I had what felt like a slow-onset amygdala hijack recently while facilitating and it’s been an interesting experience to reflect on. I’m also re-reading (by chance) Mindsight by Dan Siegel. He talks about how it’s possible to change the wiring and architecture of our brains, and how mindsight gives us the capacity for insight and empathy – two things I really lacked last week.
After getting some space (literally) away from the group and spending time outside, having some laughs and some tears, some exercise and some sleep, and some time alone, my brain is functioning again, the right and left hemispheres are integrated, the prefrontal cortex is back in business and the synapses are firing away. Empathy and creativity are back. (Phew!) I can now see with a clarity that’s a bit scary in comparison to the fog I was operating in. It felt like mentally crawling through molasses. I knew I had to move, but every movement felt laboured. I was operating on auto-pilot, and a pretty timid one at that. Fair to say, that’s not my usual style.
I fell into the trap of trying to think my way out. My body was telling me something else. I could feel the tension throughout my body, but mostly in my gut. People kept engaging with me at a cognitive level and I would try and respond similarly.

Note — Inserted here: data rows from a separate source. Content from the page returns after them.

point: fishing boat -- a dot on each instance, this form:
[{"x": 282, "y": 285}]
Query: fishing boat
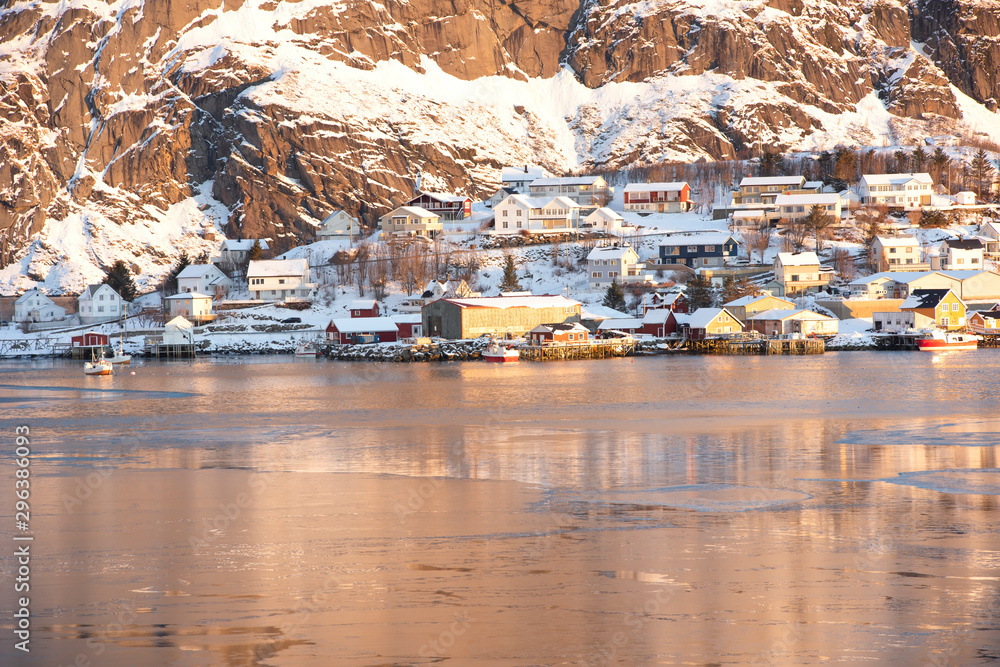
[
  {"x": 495, "y": 351},
  {"x": 939, "y": 341},
  {"x": 306, "y": 350},
  {"x": 100, "y": 366}
]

Now I can see that what I really needed, and wanted, was a hug – human connection at a very basic level to calm down my amygdala and give my brain time to recover and start functioning again.
Writing this, I feel completely different. Optimistic, brave, creative. I no longer feel frustrated, angry, trapped, afraid. I feel like me again.

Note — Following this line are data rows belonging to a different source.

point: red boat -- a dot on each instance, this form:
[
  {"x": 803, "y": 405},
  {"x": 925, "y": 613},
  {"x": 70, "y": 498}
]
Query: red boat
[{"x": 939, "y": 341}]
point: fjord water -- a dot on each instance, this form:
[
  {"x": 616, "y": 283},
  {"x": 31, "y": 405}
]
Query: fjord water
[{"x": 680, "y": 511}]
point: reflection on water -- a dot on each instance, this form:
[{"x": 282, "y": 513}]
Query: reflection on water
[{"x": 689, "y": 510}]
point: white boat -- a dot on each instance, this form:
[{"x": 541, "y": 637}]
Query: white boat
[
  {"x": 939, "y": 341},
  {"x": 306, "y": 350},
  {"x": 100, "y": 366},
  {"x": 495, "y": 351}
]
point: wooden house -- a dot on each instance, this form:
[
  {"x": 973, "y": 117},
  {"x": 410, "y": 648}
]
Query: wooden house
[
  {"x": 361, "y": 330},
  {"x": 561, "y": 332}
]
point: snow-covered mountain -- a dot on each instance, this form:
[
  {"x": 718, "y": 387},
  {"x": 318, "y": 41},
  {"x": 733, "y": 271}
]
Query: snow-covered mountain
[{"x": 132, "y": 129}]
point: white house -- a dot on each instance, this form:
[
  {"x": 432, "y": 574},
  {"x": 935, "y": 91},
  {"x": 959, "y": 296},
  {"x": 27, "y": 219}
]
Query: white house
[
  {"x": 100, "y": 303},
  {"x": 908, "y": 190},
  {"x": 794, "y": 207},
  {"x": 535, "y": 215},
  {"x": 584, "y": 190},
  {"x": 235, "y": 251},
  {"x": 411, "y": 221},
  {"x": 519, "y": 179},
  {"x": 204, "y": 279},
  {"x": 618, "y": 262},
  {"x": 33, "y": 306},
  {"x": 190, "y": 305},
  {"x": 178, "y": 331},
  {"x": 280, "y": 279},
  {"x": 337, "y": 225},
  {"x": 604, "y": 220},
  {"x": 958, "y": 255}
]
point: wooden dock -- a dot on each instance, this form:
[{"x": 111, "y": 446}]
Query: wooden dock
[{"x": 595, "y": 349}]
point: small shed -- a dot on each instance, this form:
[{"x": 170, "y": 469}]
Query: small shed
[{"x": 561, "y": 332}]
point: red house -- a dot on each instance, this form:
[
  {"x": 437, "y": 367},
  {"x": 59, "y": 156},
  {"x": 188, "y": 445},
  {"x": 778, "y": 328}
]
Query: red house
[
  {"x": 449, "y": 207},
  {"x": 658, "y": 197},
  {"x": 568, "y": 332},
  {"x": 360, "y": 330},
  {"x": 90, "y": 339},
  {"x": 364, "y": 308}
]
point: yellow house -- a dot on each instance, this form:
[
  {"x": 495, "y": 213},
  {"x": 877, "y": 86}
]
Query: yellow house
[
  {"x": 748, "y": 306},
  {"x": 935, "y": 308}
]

This line from Dan Siegel’s book really resonates: “Before we can reconnect with others, we need to reconnect with ourselves”. This means checking in with our internal sensations, images, feelings, and thoughts. He also talks about not beating ourselves up: “What’s wrong with you, Viv? You’ve done this before, you know how to facilitate, you understand status, you know what’s going on here…Why can’t you keep your head together?”
Siegel say that ‘reflection requires an attunement to the self that is supportive and kind, not a judgmental stance of interrogation and derogation. Reflection is a compassionate state of mind.’
Facilitation is harder than it looks. Great facilitation is barely visible at all, yet takes an enormous amount of effort, mainly around what not to do. It’s always easier, whether facilitating, or doing anything else, to take along everything, to do more, to say a bit more. It’s easier to keep adding, adding, adding. Take a few extra clothes on that trip, add a few more slides to that presentation, talk for a bit longer. It’s harder – much harder – to stop. To stop doing and to start being.
I’ve been reminded to reconnect with myself, and to allow time and space for that to happen. I’ve also been reminded that others probably need this too.